Et en effet la neige tint ! Et même tomba encore, et encore ! Trois jours durant. Les crêtes environnantes étaient immaculées, drapées dans des brumes épaisses et bleues. Et des murs de neige entouraient nos maisons dont les cheminées fumaient dans l’air glacé. Faisant contre mauvaise fortune bon cœur, nous aidions autant que nous pouvions notre mère à déblayer les portes de la maison pendant que des halos de vapeur se dégageaient de nos bouches. Pour préparer ces fêtes qui auguraient bien mal, il avait été décidé que les quelques voisins du hameau passeraient la soirée chez nous, la descente jusqu’au village semblant impossible. Nous ferions une veillée à l’ancienne, chacun apportant de quoi manger, éclairés et chauffés par le feu de bois. L’oncle Emilien faisait le charroi entre la grange et la maison avec d’énormes bûches. Je l’observait d’un air inquiet et il savait bien ce que je désirais, mais il regardait les crêtes blanches et haussait les épaules en me faisant non de la tête. Les bois étaient trop enneigés, pas question de s’aventurer à la recherche d’un grand sapin et de le traîner jusqu’ici pour le dresser dans la salle et sentir enfin la bonne odeur envahir la maison. Mais j’étais l’ainé, pas question de me plaindre et de pleurnicher, je montrai l’exemple à mes frères et tirai avec entrain les bûches avec mon oncle.

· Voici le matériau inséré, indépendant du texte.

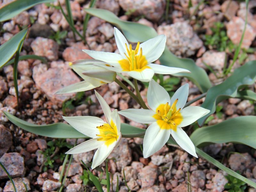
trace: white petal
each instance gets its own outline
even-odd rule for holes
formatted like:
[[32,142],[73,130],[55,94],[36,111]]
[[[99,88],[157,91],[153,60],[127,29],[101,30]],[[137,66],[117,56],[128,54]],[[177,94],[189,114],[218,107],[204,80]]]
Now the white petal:
[[116,44],[119,52],[121,55],[125,58],[125,55],[124,53],[125,53],[128,55],[125,45],[126,44],[127,46],[129,47],[129,44],[122,33],[115,27],[114,28],[114,35],[116,40]]
[[131,71],[127,74],[130,76],[143,82],[148,82],[154,75],[154,71],[151,69],[146,68],[142,71]]
[[95,94],[96,95],[96,97],[97,97],[99,101],[100,102],[100,106],[101,106],[102,110],[106,117],[108,123],[109,124],[110,124],[111,119],[111,114],[112,112],[110,107],[108,105],[106,101],[103,99],[103,98],[96,91],[95,91]]
[[115,71],[115,72],[116,72],[116,73],[126,73],[126,71],[123,71],[123,69],[121,68],[119,68],[118,67],[108,67],[108,66],[103,66],[103,65],[97,65],[98,66],[100,66],[101,67],[103,67],[103,68],[105,68],[108,70],[110,70],[110,71]]
[[92,159],[92,169],[93,169],[98,166],[104,161],[112,151],[116,143],[116,141],[114,142],[108,146],[103,144],[98,148]]
[[171,129],[160,129],[156,122],[148,128],[143,141],[143,156],[147,158],[159,151],[169,139]]
[[154,111],[160,104],[170,103],[170,96],[165,90],[152,79],[149,82],[147,94],[148,102]]
[[111,118],[113,120],[114,123],[116,126],[116,128],[117,129],[117,132],[118,135],[120,135],[120,128],[121,126],[121,119],[120,118],[120,116],[117,113],[117,109],[115,109],[114,111],[112,112],[110,114]]
[[104,142],[97,141],[97,139],[92,139],[83,142],[66,152],[66,154],[77,154],[94,150],[104,144]]
[[100,118],[91,116],[65,117],[64,120],[79,132],[92,138],[98,138],[100,132],[96,127],[106,123]]
[[165,47],[166,36],[158,36],[142,43],[140,45],[142,48],[142,55],[145,56],[148,63],[157,60],[162,55]]
[[198,106],[185,107],[180,111],[182,120],[179,126],[181,127],[187,126],[208,114],[210,111],[209,109]]
[[154,63],[150,63],[148,66],[154,70],[155,73],[157,74],[170,75],[178,73],[190,72],[188,70],[185,69],[176,67],[171,67]]
[[196,153],[196,149],[194,144],[186,132],[181,128],[177,127],[176,131],[175,132],[172,130],[171,134],[180,147],[188,153],[198,158]]
[[150,109],[128,109],[118,113],[136,122],[140,123],[152,123],[156,120],[153,117],[156,112]]
[[115,53],[96,51],[87,49],[83,49],[83,51],[93,59],[103,61],[108,64],[113,65],[113,66],[120,66],[118,61],[124,59],[121,55]]
[[177,90],[171,99],[171,105],[177,99],[178,102],[176,104],[177,109],[182,109],[188,100],[188,84],[186,83],[183,85]]
[[54,94],[63,94],[63,93],[68,93],[85,91],[99,87],[104,84],[105,84],[100,83],[98,84],[99,86],[94,86],[89,82],[83,81],[62,88],[59,90]]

Le soir de Noël, comme ma mère l’avait prédit notre père n’était pas là. En attendant les voisins, pour nous consoler ma mère avait fait une montagne de petit beignets sucrés et les avait recouverts d’un grand linge blanc dont nous soulevions subrepticement un coin pour tremper notre doigt dans le sucre et nous le léchions avec délice pendant qu’elle faisait mine de ne s’apercevoir de rien. La maison embaumait lorsque le vieux Claudion arriva le premier. Cet homme si brave et un peu étonné qui avait donné le même nom que lui à son âne, comme ça disait-il : « Lorsque je lui parle, les gens croit que je me parle à moi-même » Il faut dire qu’il lui parlait souvent au long de tous les chemins qu’il parcourait avec lui charriant de-ci et de-là, ce que chacun avait à transporter, qui du bois, qui du foin, qui des pommes, et se faisant payer en nature. Cette année-là, il avait transporté des noix, dont il apporta un plein panier.
La cousine Miquette arriva ensuite avec du pain d’épices et ses deux petits enfants, le dernier Tistou avait l’art quand on le grondait de baisser la tête en faisant de grands yeux qui vous donnaient envie de rire et il en jouait souvent. Nous essayions souvent de le faire gronder mais ma mère nous entendant nous avait fait promettre d’être sages et sans doute effrayés par ce Noël inhabituel, nous avons tenu parole. L’oncle Emilien était déjà sur place avec ses biceps comme des ceps, ses bons yeux bleus et son grand rire qui nous réconfortait par avance. Il avait accompagné la mère Buras en la tenant bien par le bras pour ne pas qu’elle risque d’aller se casser quelque chose. Cela ne lui disait trop rien de sortir le soir à son âge, mais je crois bien que ça lui aurait encore moins dit d’aller se coucher seule dans son lit froid un soir comme celui-là. Elle apportait une provision de pâtes de fruits et nous salivions par avance des agapes qui allaient suivre.
Lorsque tout le monde fut assis, nous étions donc dix, cinq enfants et cinq adultes en demi-cercle dans la grande salle repeinte de l’année, autour du foyer qui nous chauffait et nous éclairait de lueurs dansantes dans l’ombre silencieuse de la nuit.
La cousine Miquette tenait ses deux petits contre elle, et je regardais Elinette sucer son pouce du haut de mes sept ans, pendant que sa mère la berçait doucement.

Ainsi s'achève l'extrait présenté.